Posted to user@cassandra.apache.org by Pavel Kirienko <pa...@gmail.com> on 2013/07/05 19:46:29 UTC
select count(1) and OOM
Hi everyone,
I was playing with a single-node Cassandra installation when discovered
that a request like [SELECT COUNT(*) FROM CF] seems to load the entire
dataset of CF into RAM. I am not sure is it expected to behave this way or
not. I'd expect it to iterate through the entire set of rows rather than
collect values in memory.
My steps:
create table big_table (
k int primary key,
idx bigint,
val ascii,
ts timestamp
);
create index on big_table (idx);
I filled the table above with 400 random rows, where column 'val' was
written with random strings of 10MB each. Thus I came up roughly with 4GB
of data.
At this point everything is fine, response delays are pretty good and
memory consumption is adequate.
Things go bad with a counting request like [SELECT COUNT(1) FROM big_table]
- that makes the database die with OOM. However, it is possible to fetch
any column except the huge one: [SELECT k FROM big_table] - this works okay.
As far as I understand, a counting request works roughly the same way as
[SELECT * FROM] with only difference that it doesn't return any data back.
Is my reasoning correct?
Thanks in advance,
Pavel.
Re: select count(1) and OOM
Posted by Sylvain Lebresne <sy...@datastax.com>.

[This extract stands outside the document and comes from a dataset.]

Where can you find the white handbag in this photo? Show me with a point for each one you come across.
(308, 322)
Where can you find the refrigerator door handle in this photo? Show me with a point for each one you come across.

> I was playing with a single-node Cassandra installation when discovered
> that a request like [SELECT COUNT(*) FROM CF] seems to load the entire
> dataset of CF into RAM.
>
This is the case (the whole CF will be loaded in memory). And it's
currently a know limitation of Cassandra 1.2. This will be fix in Cassandra
2.0 but require some ground work (made in
https://issues.apache.org/jira/browse/CASSANDRA-4415) that is too complex
to backport in 1.2. So avoid those count queries for now unless you know
the data set is small.
> As far as I understand, a counting request works roughly the same way as
> [SELECT * FROM] with only difference that it doesn't return any data back.
> Is my reasoning correct?
>
That part is pretty much correct. If you do SELECT * FROM CF (without any
WHERE clause that is), it will also load the whole CF in memory and I would
bet that this OOM as well (if the count(*) OOM).
--
Sylvain